Kota Bengkulu (ANTARA) - Kementerian Keuangan melalui Kantor Pelayanan Pajak (KPP) Pratama Satu Bengkulu optimistis kenaikan Pajak Pertambahan Nilai (PPN) dari 11 persen menjadi 12 persen tidak akan berdampak signifikan terhadap daya beli masyarakat maupun inflasi.
Kepala KPP Pratama Satu Bengkulu, Resti Magdalena Sinaga, menjelaskan bahwa berdasarkan hitungan pemerintah, inflasi tetap berada dalam kendali meskipun terjadi penyesuaian PPN.
"Berdasarkan hitungan pemerintah, inflasi saat ini berada pada angka terendah 1,6 persen. Dengan kenaikan PPN dari 11 persen menjadi 12 persen, diperkirakan hanya akan menambah inflasi sebesar 0,2 persen. Pemerintah akan tetap menjaga inflasi sesuai target APBN 2025, yaitu di kisaran 1,5 hingga 3,5 persen," ungkap Resti di Kantor Direktorat Jenderal Perbendaharaan (DJPb) Bengkulu, Selasa.
Resti juga menegaskan bahwa kenaikan PPN 12 persen ini mengacu pada pengalaman sebelumnya, ketika PPN dinaikkan dari 10 persen menjadi 11 persen pada April 2022. Saat itu, dampaknya terhadap inflasi terbukti tidak signifikan.
"Kenaikan inflasi pada 2022 lebih dipengaruhi oleh tekanan harga global dan kebijakan penyesuaian harga BBM, bukan karena kenaikan PPN," tambahnya.
Kenaikan PPN ini diperkirakan hanya menambah harga barang sebesar 0,9 persen bagi konsumen. Dengan skema kenaikan bertahap sejak 2022 hingga 2025, Resti meyakini daya beli masyarakat tidak akan tertekan secara signifikan.

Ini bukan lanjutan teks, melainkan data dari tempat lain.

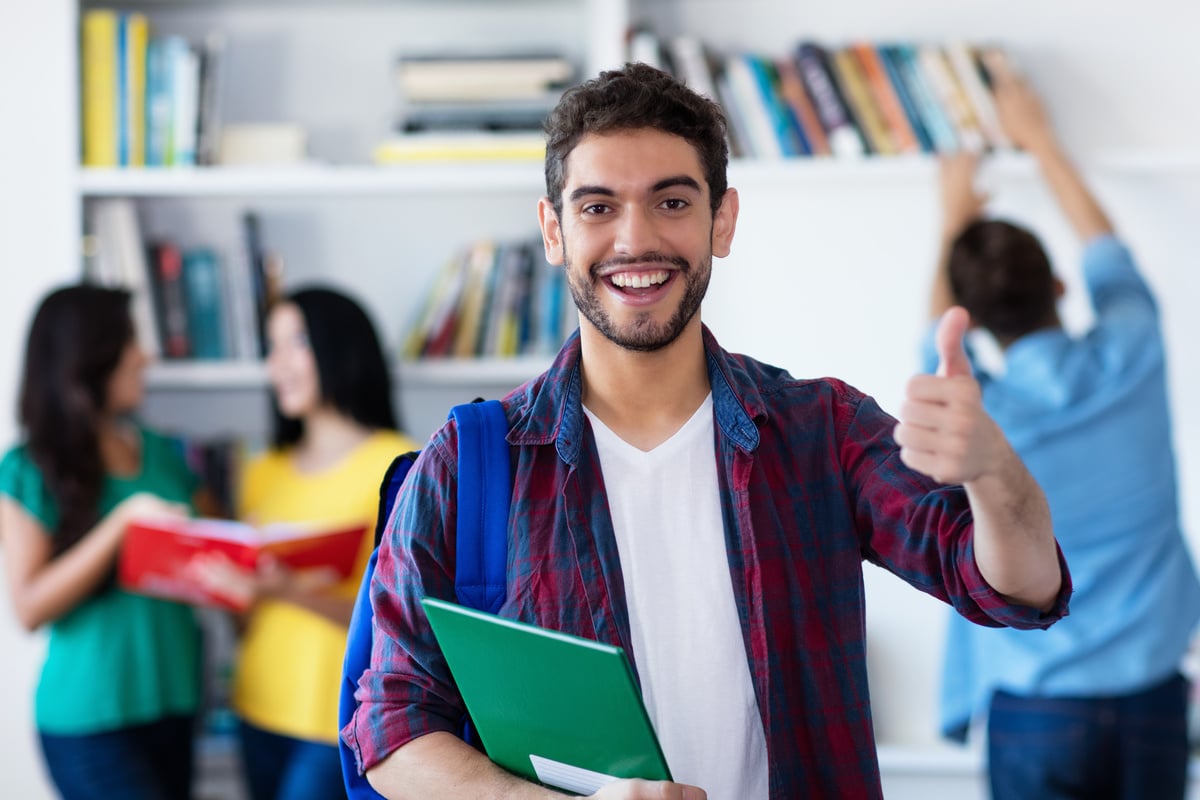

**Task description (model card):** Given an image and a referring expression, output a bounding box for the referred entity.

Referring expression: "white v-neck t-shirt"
[584,395,769,800]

Selain itu, pemerintah pusat telah menyiapkan berbagai paket insentif ekonomi untuk mendukung masyarakat kurang mampu. Di antaranya adalah bantuan pangan untuk 16 juta keluarga dan program kesejahteraan lainnya, yang bertujuan menjaga stabilitas ekonomi serta mendorong daya beli masyarakat.
Langkah pemerintah ini menunjukkan komitmen untuk menjaga keseimbangan antara penerimaan negara dan perlindungan terhadap kesejahteraan rakyat.